Both UBS and Piper Jaffray broke down the buying habits by storage capacity. In each case, the largest slices of users were opting for the 16GB version, at 42 percent in UBS' study and 49 percent in Piper's. Next up was the 32GB model (39 and 32 percent), while both saw 19 percent picking the 64GB version. Um noted that 64 percent had gone for the 32GB version last year and thus that the 64GB model mostly siphoned off that audience always willing to get the highest-end iPhone regardless of its price.
About 55 percent of iPhone 4S buyers considered Siri the most important reason to upgrade.
BlackBerry users have been more likely to leave for another platform, but the iPhone 4S launch may have been a tipping point. RIM's four-day outage is known to have pushed some to consider switching and made the iPhone 4S as a convenient leaping-off point.
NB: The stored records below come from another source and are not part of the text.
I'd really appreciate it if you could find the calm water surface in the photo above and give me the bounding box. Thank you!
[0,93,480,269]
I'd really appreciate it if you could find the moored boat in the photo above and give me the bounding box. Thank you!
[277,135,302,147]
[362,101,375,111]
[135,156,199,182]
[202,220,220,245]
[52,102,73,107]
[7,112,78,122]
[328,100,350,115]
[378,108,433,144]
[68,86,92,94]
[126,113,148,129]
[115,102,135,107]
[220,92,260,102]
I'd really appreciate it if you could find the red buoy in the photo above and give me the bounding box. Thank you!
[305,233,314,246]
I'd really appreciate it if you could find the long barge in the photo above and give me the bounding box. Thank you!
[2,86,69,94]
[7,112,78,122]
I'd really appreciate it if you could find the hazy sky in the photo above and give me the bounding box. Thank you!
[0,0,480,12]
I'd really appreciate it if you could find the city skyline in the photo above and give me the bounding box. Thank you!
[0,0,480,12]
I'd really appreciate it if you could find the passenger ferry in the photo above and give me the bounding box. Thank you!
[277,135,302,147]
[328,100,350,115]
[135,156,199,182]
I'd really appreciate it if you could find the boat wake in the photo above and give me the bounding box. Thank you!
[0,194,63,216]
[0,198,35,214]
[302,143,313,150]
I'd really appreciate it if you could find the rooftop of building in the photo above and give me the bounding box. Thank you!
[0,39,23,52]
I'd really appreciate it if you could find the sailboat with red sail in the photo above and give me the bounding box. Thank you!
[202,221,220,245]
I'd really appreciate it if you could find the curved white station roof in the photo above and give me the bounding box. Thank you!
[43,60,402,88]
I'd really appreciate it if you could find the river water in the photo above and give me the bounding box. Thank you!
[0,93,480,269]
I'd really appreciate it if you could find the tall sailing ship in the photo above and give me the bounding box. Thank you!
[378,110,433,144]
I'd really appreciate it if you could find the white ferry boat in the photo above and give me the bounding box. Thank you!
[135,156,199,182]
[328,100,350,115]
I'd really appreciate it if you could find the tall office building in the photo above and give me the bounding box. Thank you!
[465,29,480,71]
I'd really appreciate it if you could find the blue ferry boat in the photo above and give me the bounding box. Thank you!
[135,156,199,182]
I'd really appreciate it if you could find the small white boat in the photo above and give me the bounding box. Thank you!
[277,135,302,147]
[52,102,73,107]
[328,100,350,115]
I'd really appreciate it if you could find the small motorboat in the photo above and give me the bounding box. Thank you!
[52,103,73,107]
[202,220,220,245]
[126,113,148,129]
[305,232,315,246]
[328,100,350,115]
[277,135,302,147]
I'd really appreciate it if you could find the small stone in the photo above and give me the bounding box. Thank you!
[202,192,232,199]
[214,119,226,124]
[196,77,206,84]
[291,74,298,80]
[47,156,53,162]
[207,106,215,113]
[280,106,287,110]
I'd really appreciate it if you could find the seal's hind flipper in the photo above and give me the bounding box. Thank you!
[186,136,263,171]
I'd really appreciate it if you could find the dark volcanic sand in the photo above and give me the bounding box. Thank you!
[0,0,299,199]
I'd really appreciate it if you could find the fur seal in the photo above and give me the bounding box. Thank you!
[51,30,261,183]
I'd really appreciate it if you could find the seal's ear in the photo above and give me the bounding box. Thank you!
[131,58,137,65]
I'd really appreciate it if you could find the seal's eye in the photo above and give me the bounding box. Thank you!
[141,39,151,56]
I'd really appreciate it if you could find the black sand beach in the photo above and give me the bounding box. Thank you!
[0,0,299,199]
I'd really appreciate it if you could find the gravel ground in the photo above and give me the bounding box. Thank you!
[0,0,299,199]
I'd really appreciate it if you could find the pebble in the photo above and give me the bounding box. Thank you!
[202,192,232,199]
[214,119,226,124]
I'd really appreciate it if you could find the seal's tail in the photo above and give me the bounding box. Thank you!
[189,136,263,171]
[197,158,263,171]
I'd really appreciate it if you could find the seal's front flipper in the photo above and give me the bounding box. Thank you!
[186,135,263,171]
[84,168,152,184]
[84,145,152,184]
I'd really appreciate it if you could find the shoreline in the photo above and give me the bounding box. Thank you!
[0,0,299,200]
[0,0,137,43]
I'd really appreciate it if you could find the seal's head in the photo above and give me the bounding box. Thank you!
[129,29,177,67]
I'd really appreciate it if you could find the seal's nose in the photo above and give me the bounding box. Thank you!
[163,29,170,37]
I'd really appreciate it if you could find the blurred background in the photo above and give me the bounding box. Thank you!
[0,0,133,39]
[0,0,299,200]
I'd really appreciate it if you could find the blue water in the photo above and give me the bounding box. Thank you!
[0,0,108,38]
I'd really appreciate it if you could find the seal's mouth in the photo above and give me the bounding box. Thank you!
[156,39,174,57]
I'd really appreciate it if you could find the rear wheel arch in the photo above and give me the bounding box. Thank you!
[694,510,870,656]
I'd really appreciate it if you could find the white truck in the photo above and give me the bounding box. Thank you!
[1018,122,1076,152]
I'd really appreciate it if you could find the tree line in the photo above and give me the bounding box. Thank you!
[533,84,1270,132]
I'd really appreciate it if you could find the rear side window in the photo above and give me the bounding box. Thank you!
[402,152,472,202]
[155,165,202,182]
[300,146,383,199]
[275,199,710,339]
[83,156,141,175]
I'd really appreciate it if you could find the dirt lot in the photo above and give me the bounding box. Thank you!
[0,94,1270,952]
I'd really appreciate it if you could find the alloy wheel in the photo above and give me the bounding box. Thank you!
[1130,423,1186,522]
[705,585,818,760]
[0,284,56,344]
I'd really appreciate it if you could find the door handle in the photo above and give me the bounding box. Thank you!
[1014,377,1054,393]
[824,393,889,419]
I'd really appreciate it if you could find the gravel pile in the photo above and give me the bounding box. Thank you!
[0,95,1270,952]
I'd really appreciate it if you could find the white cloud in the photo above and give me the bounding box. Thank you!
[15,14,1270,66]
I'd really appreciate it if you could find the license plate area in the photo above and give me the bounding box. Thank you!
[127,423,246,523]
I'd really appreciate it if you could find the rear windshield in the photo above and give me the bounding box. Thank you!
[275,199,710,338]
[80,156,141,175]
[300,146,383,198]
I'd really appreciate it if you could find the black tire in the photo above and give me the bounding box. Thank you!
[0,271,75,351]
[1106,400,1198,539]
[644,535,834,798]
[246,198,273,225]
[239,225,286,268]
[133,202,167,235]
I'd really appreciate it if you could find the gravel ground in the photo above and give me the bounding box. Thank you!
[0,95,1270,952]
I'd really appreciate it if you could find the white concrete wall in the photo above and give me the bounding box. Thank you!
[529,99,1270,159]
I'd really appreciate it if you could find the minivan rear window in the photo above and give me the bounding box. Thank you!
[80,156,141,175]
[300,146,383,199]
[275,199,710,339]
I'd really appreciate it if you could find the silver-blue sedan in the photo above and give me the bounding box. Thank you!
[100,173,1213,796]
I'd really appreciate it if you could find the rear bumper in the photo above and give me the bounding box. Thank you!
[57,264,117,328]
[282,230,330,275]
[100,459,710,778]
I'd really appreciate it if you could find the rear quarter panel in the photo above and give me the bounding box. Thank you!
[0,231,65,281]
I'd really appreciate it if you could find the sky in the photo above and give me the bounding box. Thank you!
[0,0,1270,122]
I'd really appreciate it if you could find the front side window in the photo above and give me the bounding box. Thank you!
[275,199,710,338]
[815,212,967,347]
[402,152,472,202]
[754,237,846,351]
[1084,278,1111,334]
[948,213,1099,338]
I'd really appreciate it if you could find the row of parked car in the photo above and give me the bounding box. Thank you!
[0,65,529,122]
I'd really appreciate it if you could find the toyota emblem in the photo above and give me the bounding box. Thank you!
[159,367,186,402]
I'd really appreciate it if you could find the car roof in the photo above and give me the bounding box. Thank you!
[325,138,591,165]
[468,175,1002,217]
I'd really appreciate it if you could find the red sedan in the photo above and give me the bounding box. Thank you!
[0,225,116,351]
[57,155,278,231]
A fashion publicist told Reuters that RIM's periodic outages had helped push him to switch.
"I am going into fashion and [the iPhone is] like the official phone of the industry," he said. "Also, I am tired of the Blackberry issues, like stuff going down every six months."
More data provided by UBS showed that two thirds of launch day buyers had a Mac, and half an iPad. In the US, three quarters were still opting for AT&T, while 13.8 percent wanted Verizon and 7.7 percent were on Sprint.